Its been a month today since the vet helped charlie on his way to Rainbow bridge
Things are a little easier and i do take great comfort in reading the messages...
Donna xx
(and charlie of course who is r.i.p x)
By LJS
Date 02.04.06 18:18 UTC

Donna
I am glad things are better. Time is a great healer :)
Come Home To Be With Me
I stood beside your bed last night, I came to have a peep
I could see that you were crying, you found it hard to sleep;
I whined to you so softly as you brushed away a tear - "It's me,
I haven't left you: I'm well, I'm fine, I'm here".
I was close to you at breakfast, I watched you pour the tea,
You were thinking of the many times that your hands reached down to me.
I was with you at the shops today, you're arms were getting sore:
I longed to take your parcels, I wish I could do more.
I was with you at my grave today, you tend it with such care;
I want to reassure that I'm not lying there.
I walked with you towards the house as you fumbled for your key;
I gently put my paw on you, I smiled and said "It's me".
You looked so tired and sank into a chair,
I tried to let you know that I was standing there.
It's possible for me to be so near to you every day,
To say to you with certainty "I never went away".
You sat there very quietly, then you smiled - I think you knew
In the stillness of the evening I was very close to you.
The day is now over - I smile and watch you yawning
And say "Goodnight, God Bless, I'll see you in the morning".
And when the time is right for you to cross the brief divide,
I'll rush across to greet you, and we'll stand side by side.
I have many things to show you, there is so much for you to see.
Be patient, live your life out - then come home to be with me.
Anon
No one understands until they have a dog of their own how heartbroken we all are when they pass over, I really like the rainbow bridge on this site, it is a great comfort to us all.
I felt like my heart was so broke it would never mend when I pts my first dog.

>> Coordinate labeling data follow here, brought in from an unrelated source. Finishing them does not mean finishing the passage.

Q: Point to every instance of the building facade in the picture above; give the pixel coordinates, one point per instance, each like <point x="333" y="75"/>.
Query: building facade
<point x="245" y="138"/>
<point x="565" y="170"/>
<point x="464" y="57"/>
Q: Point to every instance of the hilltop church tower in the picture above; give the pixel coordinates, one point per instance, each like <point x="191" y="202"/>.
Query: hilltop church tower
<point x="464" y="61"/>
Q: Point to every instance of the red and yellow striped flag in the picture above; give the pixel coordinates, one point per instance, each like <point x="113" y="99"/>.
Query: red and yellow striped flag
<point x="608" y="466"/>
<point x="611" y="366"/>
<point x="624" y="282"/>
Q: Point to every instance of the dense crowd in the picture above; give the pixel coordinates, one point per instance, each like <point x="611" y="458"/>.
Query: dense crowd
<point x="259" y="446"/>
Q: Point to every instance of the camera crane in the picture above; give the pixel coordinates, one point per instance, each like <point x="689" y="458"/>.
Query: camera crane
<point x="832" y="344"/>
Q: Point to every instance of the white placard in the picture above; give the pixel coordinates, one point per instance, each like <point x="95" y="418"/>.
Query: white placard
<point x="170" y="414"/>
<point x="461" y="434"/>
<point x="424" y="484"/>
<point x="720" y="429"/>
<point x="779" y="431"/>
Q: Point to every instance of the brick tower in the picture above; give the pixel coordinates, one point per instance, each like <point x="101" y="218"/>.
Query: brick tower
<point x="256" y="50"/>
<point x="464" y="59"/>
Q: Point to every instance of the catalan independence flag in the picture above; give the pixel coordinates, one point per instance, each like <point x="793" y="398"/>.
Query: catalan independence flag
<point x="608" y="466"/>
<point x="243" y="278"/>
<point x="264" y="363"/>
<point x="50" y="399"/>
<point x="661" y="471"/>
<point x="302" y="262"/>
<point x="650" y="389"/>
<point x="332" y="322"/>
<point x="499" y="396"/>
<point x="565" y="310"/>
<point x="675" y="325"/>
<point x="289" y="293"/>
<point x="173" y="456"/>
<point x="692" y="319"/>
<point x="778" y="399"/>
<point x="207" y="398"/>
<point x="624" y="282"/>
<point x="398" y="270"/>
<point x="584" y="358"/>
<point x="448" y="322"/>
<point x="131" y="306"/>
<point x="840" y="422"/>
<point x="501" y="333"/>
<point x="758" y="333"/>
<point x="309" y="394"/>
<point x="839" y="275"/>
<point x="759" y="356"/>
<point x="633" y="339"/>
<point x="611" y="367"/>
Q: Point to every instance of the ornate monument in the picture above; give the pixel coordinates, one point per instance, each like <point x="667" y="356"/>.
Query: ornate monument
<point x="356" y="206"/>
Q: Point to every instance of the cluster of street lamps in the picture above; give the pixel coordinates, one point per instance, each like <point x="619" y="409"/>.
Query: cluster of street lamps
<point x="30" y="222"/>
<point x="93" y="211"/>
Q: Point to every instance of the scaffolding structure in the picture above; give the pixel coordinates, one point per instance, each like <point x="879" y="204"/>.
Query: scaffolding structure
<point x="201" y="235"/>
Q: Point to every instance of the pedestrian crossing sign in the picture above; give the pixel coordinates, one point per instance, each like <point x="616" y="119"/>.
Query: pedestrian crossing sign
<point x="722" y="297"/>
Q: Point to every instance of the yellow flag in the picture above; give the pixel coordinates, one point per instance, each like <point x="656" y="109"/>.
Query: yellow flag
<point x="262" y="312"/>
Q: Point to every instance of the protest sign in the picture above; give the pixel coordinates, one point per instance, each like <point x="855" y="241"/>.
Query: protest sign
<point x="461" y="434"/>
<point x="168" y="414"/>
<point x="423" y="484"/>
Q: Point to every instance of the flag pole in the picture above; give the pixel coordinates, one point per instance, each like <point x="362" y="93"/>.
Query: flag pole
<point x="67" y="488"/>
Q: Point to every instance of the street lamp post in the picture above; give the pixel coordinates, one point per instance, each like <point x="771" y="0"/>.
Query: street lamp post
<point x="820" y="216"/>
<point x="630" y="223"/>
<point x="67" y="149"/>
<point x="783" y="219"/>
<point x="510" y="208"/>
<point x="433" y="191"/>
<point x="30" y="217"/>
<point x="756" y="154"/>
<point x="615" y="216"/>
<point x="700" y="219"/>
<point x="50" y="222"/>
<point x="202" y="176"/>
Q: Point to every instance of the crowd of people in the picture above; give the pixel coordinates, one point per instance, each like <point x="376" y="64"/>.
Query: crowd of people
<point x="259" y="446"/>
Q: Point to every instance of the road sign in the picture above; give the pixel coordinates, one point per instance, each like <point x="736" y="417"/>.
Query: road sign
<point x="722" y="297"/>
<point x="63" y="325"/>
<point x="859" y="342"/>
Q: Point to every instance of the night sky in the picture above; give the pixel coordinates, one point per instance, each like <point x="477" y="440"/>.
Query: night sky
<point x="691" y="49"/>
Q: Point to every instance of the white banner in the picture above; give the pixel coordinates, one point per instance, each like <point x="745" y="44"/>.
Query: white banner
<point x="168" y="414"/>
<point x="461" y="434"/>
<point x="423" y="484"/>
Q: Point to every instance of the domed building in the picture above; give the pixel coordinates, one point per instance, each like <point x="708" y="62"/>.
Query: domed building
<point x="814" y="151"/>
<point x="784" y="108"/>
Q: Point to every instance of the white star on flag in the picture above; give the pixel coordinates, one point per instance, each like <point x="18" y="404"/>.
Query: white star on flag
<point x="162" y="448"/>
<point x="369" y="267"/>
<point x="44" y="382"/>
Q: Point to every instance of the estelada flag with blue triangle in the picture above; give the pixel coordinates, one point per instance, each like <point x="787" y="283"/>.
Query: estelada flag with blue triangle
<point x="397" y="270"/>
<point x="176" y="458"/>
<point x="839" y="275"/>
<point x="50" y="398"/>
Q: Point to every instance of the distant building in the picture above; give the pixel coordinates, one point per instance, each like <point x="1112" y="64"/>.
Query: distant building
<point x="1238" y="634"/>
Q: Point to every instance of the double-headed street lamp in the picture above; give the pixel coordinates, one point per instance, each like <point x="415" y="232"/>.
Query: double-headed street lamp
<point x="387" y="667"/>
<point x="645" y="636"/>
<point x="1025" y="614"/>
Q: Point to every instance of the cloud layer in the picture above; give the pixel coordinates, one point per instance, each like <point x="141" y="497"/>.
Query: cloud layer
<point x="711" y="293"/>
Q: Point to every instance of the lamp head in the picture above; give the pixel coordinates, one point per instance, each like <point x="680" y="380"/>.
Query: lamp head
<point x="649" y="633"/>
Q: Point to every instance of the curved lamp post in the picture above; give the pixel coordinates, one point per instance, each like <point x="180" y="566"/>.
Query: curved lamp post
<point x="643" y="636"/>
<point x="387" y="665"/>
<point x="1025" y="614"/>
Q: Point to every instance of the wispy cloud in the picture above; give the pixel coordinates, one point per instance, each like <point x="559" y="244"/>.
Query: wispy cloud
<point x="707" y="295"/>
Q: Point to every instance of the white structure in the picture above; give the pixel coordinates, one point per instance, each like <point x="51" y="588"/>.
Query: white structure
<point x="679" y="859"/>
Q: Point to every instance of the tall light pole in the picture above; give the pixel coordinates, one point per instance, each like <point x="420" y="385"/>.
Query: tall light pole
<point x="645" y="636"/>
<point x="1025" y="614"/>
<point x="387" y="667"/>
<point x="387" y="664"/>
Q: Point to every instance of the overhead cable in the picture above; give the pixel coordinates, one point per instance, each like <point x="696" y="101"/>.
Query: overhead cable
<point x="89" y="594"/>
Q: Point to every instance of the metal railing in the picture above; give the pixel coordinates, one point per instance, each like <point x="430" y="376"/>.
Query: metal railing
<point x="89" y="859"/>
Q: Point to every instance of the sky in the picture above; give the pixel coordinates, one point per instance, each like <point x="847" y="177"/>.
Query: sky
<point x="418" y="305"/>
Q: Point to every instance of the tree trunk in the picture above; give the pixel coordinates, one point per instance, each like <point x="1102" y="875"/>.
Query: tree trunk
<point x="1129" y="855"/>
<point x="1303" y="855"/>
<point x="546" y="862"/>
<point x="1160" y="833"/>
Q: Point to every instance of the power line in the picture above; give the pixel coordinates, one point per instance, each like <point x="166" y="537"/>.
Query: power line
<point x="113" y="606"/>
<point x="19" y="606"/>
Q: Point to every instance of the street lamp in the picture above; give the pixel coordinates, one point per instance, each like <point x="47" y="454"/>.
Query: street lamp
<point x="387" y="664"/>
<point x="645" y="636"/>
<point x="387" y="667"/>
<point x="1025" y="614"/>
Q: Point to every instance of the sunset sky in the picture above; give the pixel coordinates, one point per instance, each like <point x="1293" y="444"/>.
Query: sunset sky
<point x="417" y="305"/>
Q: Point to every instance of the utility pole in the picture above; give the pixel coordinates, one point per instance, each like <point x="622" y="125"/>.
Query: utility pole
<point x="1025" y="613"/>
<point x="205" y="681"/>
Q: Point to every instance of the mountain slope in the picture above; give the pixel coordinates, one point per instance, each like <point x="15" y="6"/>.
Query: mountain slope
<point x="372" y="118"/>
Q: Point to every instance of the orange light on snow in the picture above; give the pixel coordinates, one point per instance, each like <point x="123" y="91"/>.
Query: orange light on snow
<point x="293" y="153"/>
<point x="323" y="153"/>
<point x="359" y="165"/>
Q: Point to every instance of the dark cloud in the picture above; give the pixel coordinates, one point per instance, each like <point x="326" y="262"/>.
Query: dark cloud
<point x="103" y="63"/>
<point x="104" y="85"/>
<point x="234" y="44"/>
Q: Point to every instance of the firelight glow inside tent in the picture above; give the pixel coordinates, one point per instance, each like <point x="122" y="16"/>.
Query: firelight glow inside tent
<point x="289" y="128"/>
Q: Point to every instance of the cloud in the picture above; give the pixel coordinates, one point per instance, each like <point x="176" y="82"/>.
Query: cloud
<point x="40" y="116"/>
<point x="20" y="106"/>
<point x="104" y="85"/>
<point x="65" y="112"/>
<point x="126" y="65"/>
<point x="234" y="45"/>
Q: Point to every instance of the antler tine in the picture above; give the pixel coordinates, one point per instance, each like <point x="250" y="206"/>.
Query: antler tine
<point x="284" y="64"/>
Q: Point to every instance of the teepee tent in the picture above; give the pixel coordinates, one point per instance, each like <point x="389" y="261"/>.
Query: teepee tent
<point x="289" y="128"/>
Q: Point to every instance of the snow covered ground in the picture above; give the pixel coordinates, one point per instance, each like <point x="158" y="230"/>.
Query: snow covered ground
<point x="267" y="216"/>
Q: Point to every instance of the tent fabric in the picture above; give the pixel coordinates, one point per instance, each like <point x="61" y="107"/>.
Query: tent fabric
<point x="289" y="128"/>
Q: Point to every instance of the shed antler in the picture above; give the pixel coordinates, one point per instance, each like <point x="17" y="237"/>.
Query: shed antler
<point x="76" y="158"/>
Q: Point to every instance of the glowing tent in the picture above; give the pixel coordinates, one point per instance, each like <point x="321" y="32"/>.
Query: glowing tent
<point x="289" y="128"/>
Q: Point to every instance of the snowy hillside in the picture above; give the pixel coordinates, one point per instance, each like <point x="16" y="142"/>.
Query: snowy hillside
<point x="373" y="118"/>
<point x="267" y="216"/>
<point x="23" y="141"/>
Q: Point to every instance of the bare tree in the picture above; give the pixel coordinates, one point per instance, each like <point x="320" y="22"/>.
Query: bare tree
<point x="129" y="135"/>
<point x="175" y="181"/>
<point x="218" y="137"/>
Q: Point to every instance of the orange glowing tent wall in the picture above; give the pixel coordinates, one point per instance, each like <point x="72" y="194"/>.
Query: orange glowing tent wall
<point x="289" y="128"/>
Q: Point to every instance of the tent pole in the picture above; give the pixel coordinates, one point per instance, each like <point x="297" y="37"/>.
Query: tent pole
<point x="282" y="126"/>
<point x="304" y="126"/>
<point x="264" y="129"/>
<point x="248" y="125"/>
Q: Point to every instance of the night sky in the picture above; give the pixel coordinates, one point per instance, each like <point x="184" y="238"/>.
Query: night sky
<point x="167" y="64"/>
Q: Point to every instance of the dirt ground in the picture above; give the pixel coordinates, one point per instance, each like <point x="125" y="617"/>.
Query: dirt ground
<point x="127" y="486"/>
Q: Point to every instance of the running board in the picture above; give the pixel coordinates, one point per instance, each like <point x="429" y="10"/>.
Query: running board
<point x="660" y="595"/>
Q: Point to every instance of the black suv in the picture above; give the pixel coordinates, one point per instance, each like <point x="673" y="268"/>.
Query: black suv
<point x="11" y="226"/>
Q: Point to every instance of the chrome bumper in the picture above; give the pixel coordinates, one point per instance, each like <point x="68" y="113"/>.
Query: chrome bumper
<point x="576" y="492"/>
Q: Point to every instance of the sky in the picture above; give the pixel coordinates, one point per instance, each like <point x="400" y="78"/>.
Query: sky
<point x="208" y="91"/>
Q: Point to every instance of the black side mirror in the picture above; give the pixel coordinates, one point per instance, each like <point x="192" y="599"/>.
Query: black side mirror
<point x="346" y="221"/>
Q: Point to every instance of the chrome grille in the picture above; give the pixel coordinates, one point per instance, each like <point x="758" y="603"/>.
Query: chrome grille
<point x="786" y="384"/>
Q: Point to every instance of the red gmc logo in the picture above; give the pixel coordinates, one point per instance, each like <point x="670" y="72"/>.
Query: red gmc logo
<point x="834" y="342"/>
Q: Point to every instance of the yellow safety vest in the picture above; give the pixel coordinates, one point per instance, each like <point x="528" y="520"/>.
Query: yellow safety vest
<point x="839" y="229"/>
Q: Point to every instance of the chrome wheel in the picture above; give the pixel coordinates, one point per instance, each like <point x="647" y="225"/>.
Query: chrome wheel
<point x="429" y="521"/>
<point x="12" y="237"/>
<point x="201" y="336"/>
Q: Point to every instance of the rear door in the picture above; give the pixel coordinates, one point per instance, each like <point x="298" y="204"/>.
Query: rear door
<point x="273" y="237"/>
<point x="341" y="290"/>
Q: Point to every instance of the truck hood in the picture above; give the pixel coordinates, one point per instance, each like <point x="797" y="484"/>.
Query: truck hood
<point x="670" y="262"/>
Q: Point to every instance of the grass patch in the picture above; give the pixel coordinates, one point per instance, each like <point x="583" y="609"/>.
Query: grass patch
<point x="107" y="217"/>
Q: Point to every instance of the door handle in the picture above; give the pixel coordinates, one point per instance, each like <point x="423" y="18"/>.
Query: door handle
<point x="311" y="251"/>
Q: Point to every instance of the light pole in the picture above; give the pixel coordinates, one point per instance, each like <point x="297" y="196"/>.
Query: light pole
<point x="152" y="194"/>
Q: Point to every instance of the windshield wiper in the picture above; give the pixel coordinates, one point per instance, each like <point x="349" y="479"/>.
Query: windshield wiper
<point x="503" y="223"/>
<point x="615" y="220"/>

I cried none stop for days.
Nothing can fill the hole of a dog you have lost, but you have memories that are never gone. Let yourself cry until you can cry no more. Time will heal, and I found getting another dog a real help in time maybe you will do the same.
My heart goes out to you.
By Donnax
Date 27.10.06 10:58 UTC

Hiya all....
Just thought i would give you an update...
Most days i get through... other days im tearfull... but yet as so many of you said i did the right thing in letting Charlie go to the bridge...
Its almost 8 months since he went... but it seems like forever.
Hope you are all well...
Donna x
(and charlie of course)
By LJS
Date 27.10.06 11:29 UTC

Donna
It is lovely to hear from you.
Lucy
xx
By Donnax
Date 02.03.07 10:50 UTC

So... a year today Charlie was pts...
I still miss him and in a way time heals slightly...
Today, i have spent most of it crying.. im just so sad.
I will put his blanket away today... I may even pluck up the courage to scatter his ashes when i go on Charlie's walk
Again thank you all for keeping me sane...
Much love
Donna x
(and charlie of coursex)
By Harley
Date 02.03.07 12:15 UTC

I believe that being sad about the passing of our pets is one of the tributes we pay to them for having enriched our lives. It would be infinitely worse if their passing meant nothing to us.
Your sadness reflects the love you had for Charlie and he will always hold a special place in your heart.